The Trick in the UK was to throw a hand full of cement dust in a 1 gallon mix. i have no idea why it made it setup faster but you had about 15 mins work time before it went hard. for us it was only good to fill big deep holes in block walls and brick as it was workable for about no more than 10 mins.


----------



## Shellbuilder (May 14, 2006)

My plasterer uses cream of tartar (the spice). I have no idea why or for what. He plastered over an existing house for me today. My guess is he uses a lot more retarder than accelerator since most all of the work is one coat.


----------



## The Coastal Craftsman (Jun 29, 2009)

Shellbuilder said:


> My plasterer uses cream of tartar (the spice). I have no idea why or for what. He plastered over an existing house for me today. My guess is he uses a lot more retarder than accelerator since most all of the work is one coat.

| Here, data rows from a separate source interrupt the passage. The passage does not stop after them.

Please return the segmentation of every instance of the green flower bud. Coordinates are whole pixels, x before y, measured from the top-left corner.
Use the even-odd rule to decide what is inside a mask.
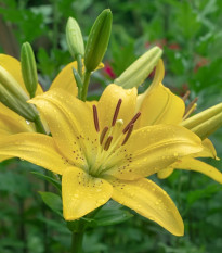
[[[38,75],[34,51],[28,42],[25,42],[22,46],[21,66],[26,89],[30,94],[30,98],[34,98],[38,86]]]
[[[185,119],[181,125],[195,132],[200,139],[206,139],[222,126],[222,103]]]
[[[162,50],[154,47],[133,62],[114,83],[125,89],[139,87],[157,65],[161,54]]]
[[[97,16],[91,28],[84,54],[87,72],[94,71],[103,60],[110,37],[112,21],[112,12],[106,9]]]
[[[84,43],[79,28],[78,23],[75,18],[69,17],[66,25],[66,41],[68,45],[68,50],[74,58],[77,59],[77,55],[84,55]]]
[[[0,102],[26,119],[34,122],[38,112],[32,104],[26,103],[28,99],[14,77],[0,66]]]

I know some plaster guys who use that to slow it down. you can buy stuff that is designed to do the same thing for cheaper but its not stocked everywhere.


----------



## Shellbuilder (May 14, 2006)

BCConstruction said:


> I know some plaster guys who use that to slow it down. you can buy stuff that is designed to do the same thing for cheaper but its not stocked everywhere.


Retarder is stock at any big box. I do some plaster work and always have retarder with me when i do. Generally I prefer to set up the jobs, plaster weld bonding , tape, patches, floor prep. maybe some blocking in on rough places and bring my plasterer in. We went to high school together and have worked with each other for almost 30 years.


----------



## Shellbuilder (May 14, 2006)

BCConstruction said:


> I know some plaster guys who use that to slow it down. you can buy stuff that is designed to do the same thing for cheaper but its not stocked everywhere.


Retarder is stock at any big box. I do some plaster work and always have retarder with me when i do. Generally I prefer to set up the jobs, p;aster weld bonding , tape, patches, floor prep. maybe some blocking in on rough places and bring my plasterer in. We went to high school together and have worked with each other for almost 30 years. I'll ask him tomorrow what the cream of tartar is for. Hes told me before, I forgot what he said.


----------



## Jason Whipple (Dec 22, 2007)

Shellbuilder said:


> My plasterer uses cream of tartar (the spice). I have no idea why or for what. He plastered over an existing house for me today. My guess is he uses a lot more retarder than accelerator since most all of the work is one coat.


When using modern plaster veneer systems, I can't imagine why you would want it to set off any quicker than it does.


----------



## Shellbuilder (May 14, 2006)

Jason Whipple said:


> When using modern plaster veneer systems, I can't imagine why you would want it to set off any quicker than it does.


I can see getting the base coats to fire off so you can trowel the top coats without waiting.I've used accelerators for blocking in seams or patches.


----------



## CarrPainting (Jun 29, 2010)

if I remember right, this stuff is used in the treatment of water... ugh!


----------



## rogerhattman (Jul 6, 2008)

The chemical you are referring to is (I think) alum aka potassium aluminum hydrate. Modern accelarators are not alum usually, but instead use milder ingredients. You will probably not find alum in big box retailers or even in plaster specialty houses. Try places that carry baking supplies, as they stock alum.


----------